Es por eso que la merma sufrida en comparación con la temporada anterior es del 27,1%, dado que entre diciembre y febrero, la cantidad de visitantes que entraron en horario de cobro ascendió a 105.802.
Impacto económico
Si bien aún no se hizo un análisis estadístico exhaustivo sobre los resultados de la temporada, los responsables del área de Turismo del Municipio consideran que el movimiento de dinero que generó la actividad en este verano es superior a los 3,5 millones de pesos.
Para hacer este cálculo, se tomó como punto de partida que, de las 105 mil personas que pagaron su entrada, no menos del 35% pasaron, al menos, una noche en el Parque Natural.
El gasto diario promedio de un turista en vacaciones depende de varios componentes, pero nunca es menor a $100 por día.
Es en base a esta estimación se deduce que esos más de 35 mil turistas habrían generado un impacto económico en la ciudad que supera los 3,5 millones de pesos.
No obstante, las autoridades insisten en que no fue una buena temporada.
La progresión
Mastrángelo cuenta que la base de la euforia original, tuvo su origen en que diciembre empezó con una gran afluencia, superando incluso lo sucedido a principios de la temporada anterior. Para graficar esta situación explica que la doble fila de autos, que se hace cuando se satura la entrada, se tuvo que hacer a las 2 de la tarde, cuando normalmente se hace a las 4. “Eso, sumado a que el alquiler de casas tenía un muy buen ritmo, nos hacía ilusionar”, señala.
Pero en los dos últimos fines de semana de diciembre y el primero de enero se produjo la gran seca y la mortandad de los peces, que se dio con una particularidad, como advierte el funcionario: “Hubo una gran mortandad los fines de semanas de las fiestas, en donde había mucha gente en la Laguna, y al ser día no laborable, estuvieron los pescados en las costas una mañana completa -que después fueron limpiadas-, pero generó mucho olor y la imagen no fue muy buena. Después se redobló el esfuerzo para la limpieza”.

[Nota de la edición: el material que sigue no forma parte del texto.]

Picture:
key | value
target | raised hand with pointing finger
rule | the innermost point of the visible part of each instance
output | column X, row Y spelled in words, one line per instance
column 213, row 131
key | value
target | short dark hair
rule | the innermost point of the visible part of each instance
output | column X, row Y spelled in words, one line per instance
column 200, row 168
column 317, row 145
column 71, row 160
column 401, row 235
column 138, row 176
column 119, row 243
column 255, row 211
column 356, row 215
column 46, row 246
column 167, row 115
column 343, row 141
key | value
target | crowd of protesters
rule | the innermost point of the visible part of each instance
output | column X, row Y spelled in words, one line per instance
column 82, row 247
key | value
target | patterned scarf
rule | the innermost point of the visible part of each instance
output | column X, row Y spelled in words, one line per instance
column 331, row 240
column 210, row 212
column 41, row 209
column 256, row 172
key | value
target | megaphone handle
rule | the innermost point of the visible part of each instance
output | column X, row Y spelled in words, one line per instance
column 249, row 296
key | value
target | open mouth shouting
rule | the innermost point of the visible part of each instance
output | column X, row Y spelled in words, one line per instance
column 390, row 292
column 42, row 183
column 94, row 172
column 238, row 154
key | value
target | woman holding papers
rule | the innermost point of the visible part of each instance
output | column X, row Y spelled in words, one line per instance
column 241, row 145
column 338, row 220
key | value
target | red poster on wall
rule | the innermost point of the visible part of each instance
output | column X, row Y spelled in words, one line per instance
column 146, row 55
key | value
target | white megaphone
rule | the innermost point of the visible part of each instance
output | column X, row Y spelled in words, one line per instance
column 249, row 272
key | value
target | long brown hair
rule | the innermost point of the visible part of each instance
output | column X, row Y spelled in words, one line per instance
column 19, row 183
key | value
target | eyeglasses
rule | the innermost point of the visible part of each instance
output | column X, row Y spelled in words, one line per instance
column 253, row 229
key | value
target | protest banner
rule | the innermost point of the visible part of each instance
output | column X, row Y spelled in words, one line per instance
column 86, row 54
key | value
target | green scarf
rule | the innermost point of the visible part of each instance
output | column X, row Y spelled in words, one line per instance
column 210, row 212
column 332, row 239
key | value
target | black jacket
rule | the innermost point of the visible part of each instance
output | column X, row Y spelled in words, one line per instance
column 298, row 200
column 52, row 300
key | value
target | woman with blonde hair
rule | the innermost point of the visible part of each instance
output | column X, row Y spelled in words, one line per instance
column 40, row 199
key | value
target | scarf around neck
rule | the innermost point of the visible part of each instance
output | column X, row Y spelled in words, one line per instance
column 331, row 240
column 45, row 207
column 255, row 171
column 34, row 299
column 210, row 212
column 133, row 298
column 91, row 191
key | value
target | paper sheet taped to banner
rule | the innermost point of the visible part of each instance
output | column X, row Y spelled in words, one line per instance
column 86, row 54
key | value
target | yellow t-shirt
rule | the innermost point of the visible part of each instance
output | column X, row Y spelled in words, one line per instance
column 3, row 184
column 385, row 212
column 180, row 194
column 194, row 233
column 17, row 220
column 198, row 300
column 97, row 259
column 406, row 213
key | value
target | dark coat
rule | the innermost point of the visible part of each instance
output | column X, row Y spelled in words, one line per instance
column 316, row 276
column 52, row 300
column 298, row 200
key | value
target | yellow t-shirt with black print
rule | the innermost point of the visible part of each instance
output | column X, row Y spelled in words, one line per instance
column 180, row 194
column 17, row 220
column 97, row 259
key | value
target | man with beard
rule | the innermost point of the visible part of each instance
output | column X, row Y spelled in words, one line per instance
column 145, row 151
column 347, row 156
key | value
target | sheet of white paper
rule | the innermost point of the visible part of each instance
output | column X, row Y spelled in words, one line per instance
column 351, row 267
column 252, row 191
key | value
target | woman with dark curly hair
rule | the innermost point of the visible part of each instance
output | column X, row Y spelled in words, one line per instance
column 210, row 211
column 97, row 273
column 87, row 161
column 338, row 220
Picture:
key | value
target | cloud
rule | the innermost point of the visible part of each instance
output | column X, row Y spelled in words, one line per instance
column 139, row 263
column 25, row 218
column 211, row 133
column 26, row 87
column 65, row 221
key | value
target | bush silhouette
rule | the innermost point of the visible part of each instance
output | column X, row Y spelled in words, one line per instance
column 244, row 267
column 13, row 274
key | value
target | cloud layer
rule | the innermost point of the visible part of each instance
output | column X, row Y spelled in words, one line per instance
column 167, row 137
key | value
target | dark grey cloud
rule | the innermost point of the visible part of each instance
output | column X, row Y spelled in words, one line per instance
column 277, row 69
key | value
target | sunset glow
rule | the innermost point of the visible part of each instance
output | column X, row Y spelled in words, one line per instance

Pero eso no fue todo. “También -agrega Mastángelo- había muy poca agua en la Laguna, y esta empezó a adquirir un color amarronado, encima, estuvo saliendo en los medios nacionales más importantes durante tres semanas con el título ‘La seca que mata’. Eso nos perjudicó mucho”.
Más tarde, a partir del último fin de semana de enero empezó a crecer el número de visitantes. “Y cerramos este mes con una muy buena recepción de gente”, dice Mastrángelo, quien además asevera que “la gente de la Laguna tenía la misma sensación que nosotros, esperaban una buena campaña pero fue una lástima lo que sucedió. Podemos decir que no fue la temporada que se esperaba”.
Otro turismo
Para el director de Turismo, “uno todavía no se saca el mal sabor de lo que podría haber sido”, puesto que, según sus estimaciones previas había notado en la gira turística de promoción y en las ferias que participaron, que había mucha gente interesada que ya no preguntaba cómo llegar o qué hay en Junín, sino que -después de los grandes eventos- se empezaron a recibir consultas sobre otras actividades para hacer de personas que ya habían venido y pretendían volver.
En tanto, Mastrángelo asegura que también se dio un cambio en el turismo que llega a la ciudad, que no sólo viene por la Laguna: “Tuvimos una serie de reuniones con la Cámara Hotelera y Gastronómica por la llegada de ExpoAgro y allí nos contaban que, si bien no fue muy buena la temporada, algunos empezaron a notar casos de gente que vino a vacacionar directamente a Junín y por más días de lo que suele suceder: estadísticamente, el promedio de permanencia acá es de cuatro jornadas y en estos casos llegaban hasta seis”.